Provenance will be determined via a hybrid staged approach:

  1. In Q1, determine provenance at the inference/diagnostic level only for cases that are already observable from the strict decode path: non-finite inputs, clear denominator faults, and the existing tau_infer versus tau_train gap region.
  2. Only if Q2 evidence is positive should the project add a deeper model/training-time provenance path and revisit whether a public tensor representation is worth standardizing.

This keeps the initial rollout grounded in signals the runtime already knows how to observe, while leaving room to add a training-time source later if the diagnostic experiment proves materially useful.

Rollout Stages

  1. Q1: experimental diagnostics only. Any richer provenance output must live behind an explicit opt-in flag or a separate diagnostic API. Stable APIs, exported bundles, and existing consumers continue to receive only the merged fail-closed bottom_mask.
  2. Q2: promotion review. Review whether the experimental signal delivered measurable value for at least one target use case: DOSE calibration analysis, robotics fallback handling, or the composability benchmark. The review should also confirm that merged-mask consumers did not regress.
  3. Post-Q2: choose one disposition explicitly. Promote provenance into a stable public contract only if the evidence is strong. Otherwise keep it experimental with a narrower scope, or remove the path entirely rather than carrying a weak contract forward.

Rollout Guardrails

  1. Keep bottom_mask as the fail-closed default for all stable APIs, bundles, and downstream consumers.
  2. Any provenance artifact added in Q1/Q2 must be opt-in and clearly marked experimental in config, metadata, and docs.
  3. Promotion requires evidence that provenance improves at least one downstream use case without regressing merged-mask consumers.
  4. If the experiment does not show clear value, keep provenance experimental or remove it rather than silently promoting a weak contract.

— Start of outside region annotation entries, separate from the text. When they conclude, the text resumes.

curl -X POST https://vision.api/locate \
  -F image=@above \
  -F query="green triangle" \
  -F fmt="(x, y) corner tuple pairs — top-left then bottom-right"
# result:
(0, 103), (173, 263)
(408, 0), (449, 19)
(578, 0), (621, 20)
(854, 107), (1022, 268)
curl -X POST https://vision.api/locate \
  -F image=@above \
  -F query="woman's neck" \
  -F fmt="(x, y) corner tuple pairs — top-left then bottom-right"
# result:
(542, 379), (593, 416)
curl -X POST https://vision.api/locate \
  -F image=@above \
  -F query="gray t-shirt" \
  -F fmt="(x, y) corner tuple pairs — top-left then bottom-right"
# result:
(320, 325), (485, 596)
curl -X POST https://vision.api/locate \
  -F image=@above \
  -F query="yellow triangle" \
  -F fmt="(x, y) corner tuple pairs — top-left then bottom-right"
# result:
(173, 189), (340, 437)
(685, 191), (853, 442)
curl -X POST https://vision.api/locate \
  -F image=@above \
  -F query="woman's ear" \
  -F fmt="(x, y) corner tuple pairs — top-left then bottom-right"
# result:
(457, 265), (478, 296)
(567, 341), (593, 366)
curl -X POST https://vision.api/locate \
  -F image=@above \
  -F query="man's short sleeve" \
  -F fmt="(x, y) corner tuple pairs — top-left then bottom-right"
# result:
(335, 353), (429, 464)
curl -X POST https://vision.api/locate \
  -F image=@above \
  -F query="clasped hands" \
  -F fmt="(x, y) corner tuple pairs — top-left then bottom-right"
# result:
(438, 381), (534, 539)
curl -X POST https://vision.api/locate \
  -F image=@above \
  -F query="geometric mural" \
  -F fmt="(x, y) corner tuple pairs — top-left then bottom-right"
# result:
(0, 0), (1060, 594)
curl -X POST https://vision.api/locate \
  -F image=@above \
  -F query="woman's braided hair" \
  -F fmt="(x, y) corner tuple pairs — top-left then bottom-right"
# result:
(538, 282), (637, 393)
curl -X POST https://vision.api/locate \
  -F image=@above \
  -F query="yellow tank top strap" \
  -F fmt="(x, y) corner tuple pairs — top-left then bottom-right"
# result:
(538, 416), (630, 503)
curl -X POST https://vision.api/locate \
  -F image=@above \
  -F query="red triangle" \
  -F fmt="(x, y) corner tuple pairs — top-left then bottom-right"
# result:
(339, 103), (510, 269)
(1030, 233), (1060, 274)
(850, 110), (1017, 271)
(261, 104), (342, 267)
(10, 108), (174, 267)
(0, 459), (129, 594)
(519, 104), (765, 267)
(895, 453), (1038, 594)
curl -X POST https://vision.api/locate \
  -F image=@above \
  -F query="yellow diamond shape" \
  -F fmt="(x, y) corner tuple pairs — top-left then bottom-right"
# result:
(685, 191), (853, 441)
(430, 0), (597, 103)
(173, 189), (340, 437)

Measurable Promotion Criteria

Promotion out of the experimental lane requires a like-for-like comparison against the merged-mask baseline on the same commit, bundle, and evaluation inputs. The provenance path should be promoted only if all of the following hold:

  1. Stable-contract non-regression: with provenance disabled, strict inference still emits the same merged bottom_mask / gap_mask behavior, and stable bundle output names remain unchanged until an explicit schema review approves a contract bump.
  2. At least one target use case clears a concrete value threshold:
  3. DOSE calibration analysis: provenance-conditioned monitoring, routing, or threshold selection improves either false_in_range_rate_on_censored or false_censored_rate_on_in_range by >=10% relative at matched coverage (within 1 percentage point of the merged-mask baseline).
  4. Robotics fallback handling: provenance-aware fallback or operator reporting reduces unsafe accepts or fallback misroutes by >=25% relative, while accepted-sample coverage stays within 1 percentage point of the merged-mask baseline.
  5. Composability benchmark: provenance-aware composition/reporting reduces unresolved bottom/fallback ambiguity by >=15% relative without reducing valid-output coverage by more than 1 percentage point.
  6. Operational cost stays bounded: the opt-in diagnostic path adds no more than 5% wall-clock overhead on the review workload and does not force a stable metadata or ONNX output contract change before promotion is approved.
  7. Evidence is repeatable: the winning use case must clear its threshold in the recorded Q2 review artifact plus at least one rerun with the same measurement recipe, so the promotion decision is not based on a single noisy result.